I found my team members, I just want advice on paying them in a way that's legal. Does Paypal or a similar service suffice? The team is based in Easter Europe and I'm in the USA.
Eastern Europe is a big place and each country has different requirements and constraints for money transfer. So, it really depends on the desitnation you are sending money to.
The most common type of payment is wire transfer, as many countries in that region don't allow PayPal. If PayPal is available that's very popular, and after that you see everything from moneybookers to bitcoin being used as payment.
In our experience, it's best to ask your developers what they prefer and try to accommodate them. The reason is that it's usually (but not always) a bit more trouble for the offshore team to receive/handle the inbound payments than it is for you to send them.
For example, for some companies in Ukraine the easiest way is to receive wire transfers. But, they might need to to have a signed copy of the invoice that you are paying and present it to the bank each time you make a payment, just to get a released. There are also a lot of fees that your vendor might need to pay for inbound payments, etc.

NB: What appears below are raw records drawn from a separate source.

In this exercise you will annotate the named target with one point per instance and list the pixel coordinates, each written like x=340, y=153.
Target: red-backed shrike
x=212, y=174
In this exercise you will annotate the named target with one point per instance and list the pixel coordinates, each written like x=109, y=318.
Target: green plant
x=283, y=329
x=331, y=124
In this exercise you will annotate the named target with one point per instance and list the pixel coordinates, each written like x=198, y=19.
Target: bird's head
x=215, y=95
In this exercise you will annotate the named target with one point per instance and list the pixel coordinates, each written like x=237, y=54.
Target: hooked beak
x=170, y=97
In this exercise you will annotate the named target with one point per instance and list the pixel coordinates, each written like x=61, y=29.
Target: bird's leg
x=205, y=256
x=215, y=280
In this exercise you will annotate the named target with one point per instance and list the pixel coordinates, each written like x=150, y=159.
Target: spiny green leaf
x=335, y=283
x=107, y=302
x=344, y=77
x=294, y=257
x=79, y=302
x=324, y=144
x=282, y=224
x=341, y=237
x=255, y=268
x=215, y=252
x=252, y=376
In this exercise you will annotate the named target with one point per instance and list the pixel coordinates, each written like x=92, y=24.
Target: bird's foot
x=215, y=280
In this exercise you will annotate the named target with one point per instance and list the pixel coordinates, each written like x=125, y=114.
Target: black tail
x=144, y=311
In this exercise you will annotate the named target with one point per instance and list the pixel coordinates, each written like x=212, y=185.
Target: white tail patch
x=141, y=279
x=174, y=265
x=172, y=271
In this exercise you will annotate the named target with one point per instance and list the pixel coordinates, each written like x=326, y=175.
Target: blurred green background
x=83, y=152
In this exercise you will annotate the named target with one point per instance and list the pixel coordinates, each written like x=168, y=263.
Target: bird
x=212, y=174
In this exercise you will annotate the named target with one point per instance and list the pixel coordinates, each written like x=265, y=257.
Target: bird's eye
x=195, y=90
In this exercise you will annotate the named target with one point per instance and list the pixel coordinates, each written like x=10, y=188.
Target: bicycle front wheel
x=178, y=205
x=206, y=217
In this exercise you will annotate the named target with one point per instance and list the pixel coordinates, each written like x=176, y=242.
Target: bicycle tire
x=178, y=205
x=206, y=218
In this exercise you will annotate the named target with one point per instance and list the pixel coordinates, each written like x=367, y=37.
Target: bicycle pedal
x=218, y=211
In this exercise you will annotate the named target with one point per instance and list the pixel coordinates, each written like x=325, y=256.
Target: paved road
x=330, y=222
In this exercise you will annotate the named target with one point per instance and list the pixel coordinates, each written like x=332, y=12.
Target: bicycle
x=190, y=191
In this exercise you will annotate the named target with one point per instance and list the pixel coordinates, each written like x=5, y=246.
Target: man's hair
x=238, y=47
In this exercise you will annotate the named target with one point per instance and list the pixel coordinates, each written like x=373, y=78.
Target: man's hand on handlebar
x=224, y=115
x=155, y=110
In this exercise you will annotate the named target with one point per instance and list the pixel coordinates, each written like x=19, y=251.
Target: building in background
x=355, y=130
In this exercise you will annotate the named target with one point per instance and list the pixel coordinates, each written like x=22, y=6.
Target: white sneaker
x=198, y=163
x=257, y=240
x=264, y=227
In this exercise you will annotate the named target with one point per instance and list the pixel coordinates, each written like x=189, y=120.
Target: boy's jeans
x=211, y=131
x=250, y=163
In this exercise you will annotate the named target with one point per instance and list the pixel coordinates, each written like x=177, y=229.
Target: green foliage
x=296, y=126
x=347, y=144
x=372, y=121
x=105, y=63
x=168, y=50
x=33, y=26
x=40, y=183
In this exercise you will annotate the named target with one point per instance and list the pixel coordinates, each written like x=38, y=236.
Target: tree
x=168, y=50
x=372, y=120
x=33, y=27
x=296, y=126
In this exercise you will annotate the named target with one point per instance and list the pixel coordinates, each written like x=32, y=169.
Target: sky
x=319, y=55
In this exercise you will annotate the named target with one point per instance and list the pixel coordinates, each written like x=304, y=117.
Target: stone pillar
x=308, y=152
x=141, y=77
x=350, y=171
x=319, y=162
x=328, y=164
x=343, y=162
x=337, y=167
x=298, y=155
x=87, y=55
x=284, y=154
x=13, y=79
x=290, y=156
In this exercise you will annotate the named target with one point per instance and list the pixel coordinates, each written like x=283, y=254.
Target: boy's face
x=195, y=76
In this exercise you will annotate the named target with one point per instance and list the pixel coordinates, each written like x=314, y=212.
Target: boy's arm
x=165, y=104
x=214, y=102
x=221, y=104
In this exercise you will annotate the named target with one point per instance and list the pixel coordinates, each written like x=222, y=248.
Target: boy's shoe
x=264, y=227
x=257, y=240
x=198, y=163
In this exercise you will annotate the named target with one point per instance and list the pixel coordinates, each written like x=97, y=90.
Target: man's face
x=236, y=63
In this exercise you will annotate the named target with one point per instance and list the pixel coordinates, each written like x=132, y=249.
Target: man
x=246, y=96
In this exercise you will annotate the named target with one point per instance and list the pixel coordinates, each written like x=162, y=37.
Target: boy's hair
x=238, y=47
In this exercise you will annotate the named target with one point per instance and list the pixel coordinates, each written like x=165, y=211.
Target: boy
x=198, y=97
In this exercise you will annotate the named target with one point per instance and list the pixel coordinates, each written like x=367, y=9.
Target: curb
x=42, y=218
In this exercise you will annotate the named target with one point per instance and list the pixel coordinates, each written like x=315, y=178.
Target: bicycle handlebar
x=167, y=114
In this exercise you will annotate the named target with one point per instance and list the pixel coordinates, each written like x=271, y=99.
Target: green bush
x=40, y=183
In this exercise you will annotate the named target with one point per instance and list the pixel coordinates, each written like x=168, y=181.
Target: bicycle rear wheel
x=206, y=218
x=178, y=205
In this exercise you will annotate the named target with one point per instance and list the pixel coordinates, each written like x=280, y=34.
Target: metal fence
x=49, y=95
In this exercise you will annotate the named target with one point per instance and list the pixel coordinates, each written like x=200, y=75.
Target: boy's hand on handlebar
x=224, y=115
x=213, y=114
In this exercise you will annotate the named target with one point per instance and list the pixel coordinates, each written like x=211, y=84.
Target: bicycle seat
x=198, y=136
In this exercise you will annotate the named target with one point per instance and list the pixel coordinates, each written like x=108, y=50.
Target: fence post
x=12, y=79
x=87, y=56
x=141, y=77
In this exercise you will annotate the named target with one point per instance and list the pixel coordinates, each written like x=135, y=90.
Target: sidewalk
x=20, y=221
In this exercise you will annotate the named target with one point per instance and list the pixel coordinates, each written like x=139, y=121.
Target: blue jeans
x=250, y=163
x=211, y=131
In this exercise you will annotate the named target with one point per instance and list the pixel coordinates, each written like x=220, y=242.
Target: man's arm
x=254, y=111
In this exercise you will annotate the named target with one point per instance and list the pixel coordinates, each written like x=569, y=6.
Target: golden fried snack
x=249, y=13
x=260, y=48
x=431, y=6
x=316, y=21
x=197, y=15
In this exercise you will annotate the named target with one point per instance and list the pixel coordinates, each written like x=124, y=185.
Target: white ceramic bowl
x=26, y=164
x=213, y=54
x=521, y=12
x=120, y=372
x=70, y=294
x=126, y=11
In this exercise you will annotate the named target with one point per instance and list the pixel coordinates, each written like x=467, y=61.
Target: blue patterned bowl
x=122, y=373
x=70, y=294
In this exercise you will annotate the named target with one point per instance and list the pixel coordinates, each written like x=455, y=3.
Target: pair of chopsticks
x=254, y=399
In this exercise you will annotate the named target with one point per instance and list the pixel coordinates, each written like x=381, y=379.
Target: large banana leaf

Compare that to the US where you can easily send a wire transfer only and for a small fee.
Services like Skrill or PayPal are generally easier although it still might be tricky for the vendor to redeem money and sometimes it takes a while for them. The 2 or 3 percent fees with those services is frequently, but not always cheaper.
In terms of legality, this shouldn't really be a concern as any legitimate payment technique should be fine legally. Basically, if you are making a legitimate payment for a legitimate service to a legitimate vendor, there is no reason to think that any standard and reasonable payment system would not be appropriate legally. Just make sure that, in the event anyone were to ask, you could quite easily provide evidence that the services and payment were legit.
I disagree that you need to be concerned about money laundering as mentioned in another answer below. If you are legitimately engaged with an overseas software team and nothing illegal is going on, there should be plenty of documentation, emails, and delivered code to easily prove that what you are doing is legit in the very unlikely event that the IRS or government were to inquire.